Tanning Beds Linked to Non-Melanoma Skin Cancer
Note: Eleni Linos, MD, senior author of this study, received a KL2 Career Development Award in 2011. The KL2 program supports junior faculty who are building careers in clinical and translational research by providing salary support, research funds, and a rich academically invigorating and supportive environment that includes many of the top junior faculty at UCSF.
Indoor tanning beds can cause non-melanoma skin cancer — and the risk is greater the earlier one starts tanning, according to a new analysis led by UCSF.
Indoor tanning is already an established risk factor for malignant melanoma, the less common but deadliest form of skin cancer. Now, the new study confirms that indoor tanning significantly increases the risk of non-melanoma skin cancers, the most common human skin cancers.
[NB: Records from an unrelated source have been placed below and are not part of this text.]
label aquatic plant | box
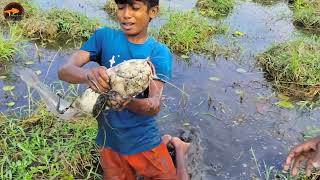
[158,11,224,54]
[196,0,235,18]
[294,0,320,33]
[0,105,101,179]
[104,0,118,19]
[257,37,320,99]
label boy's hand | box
[147,58,158,78]
[85,66,110,93]
[284,137,320,176]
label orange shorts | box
[100,143,177,180]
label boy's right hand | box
[284,137,320,176]
[85,66,110,94]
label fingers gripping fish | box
[15,59,153,120]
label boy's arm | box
[58,50,109,92]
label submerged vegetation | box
[197,0,235,18]
[159,11,225,54]
[294,0,320,33]
[0,106,99,179]
[257,37,320,99]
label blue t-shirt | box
[81,27,172,155]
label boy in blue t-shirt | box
[59,0,189,180]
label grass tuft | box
[196,0,235,18]
[104,0,118,19]
[294,0,320,33]
[0,105,101,179]
[0,25,23,66]
[158,11,223,54]
[0,0,102,44]
[257,37,320,100]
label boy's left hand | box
[284,137,320,176]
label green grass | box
[257,37,320,100]
[196,0,235,18]
[104,0,118,19]
[158,11,225,54]
[0,0,102,44]
[0,26,24,66]
[0,106,101,179]
[294,0,320,33]
[253,0,280,6]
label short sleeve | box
[80,28,105,64]
[150,44,172,82]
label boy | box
[59,0,188,180]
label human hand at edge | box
[284,137,320,176]
[85,66,110,93]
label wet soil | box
[0,0,320,180]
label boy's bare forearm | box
[59,64,87,84]
[126,97,160,116]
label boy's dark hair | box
[115,0,159,9]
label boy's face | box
[118,0,159,36]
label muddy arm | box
[58,51,90,84]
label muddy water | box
[0,0,319,180]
The numbers are striking — hundreds of thousands of cancers each year are attributed to tanning beds.Eleni Linos, MD, DrPH
In the most extensive examination of published findings on the subject, the researchers estimate that indoor tanning is responsible for more than 170,000 new cases annually of non-melanoma skin cancers in the United States — and many more worldwide.
Young people who patronize tanning salons before age 25 have a significantly higher risk of developing basal cell carcinomas compared to those who never use the popular tanning booths, the researchers reported.
The study was published online Tuesday in BMJ, the British general medical journal.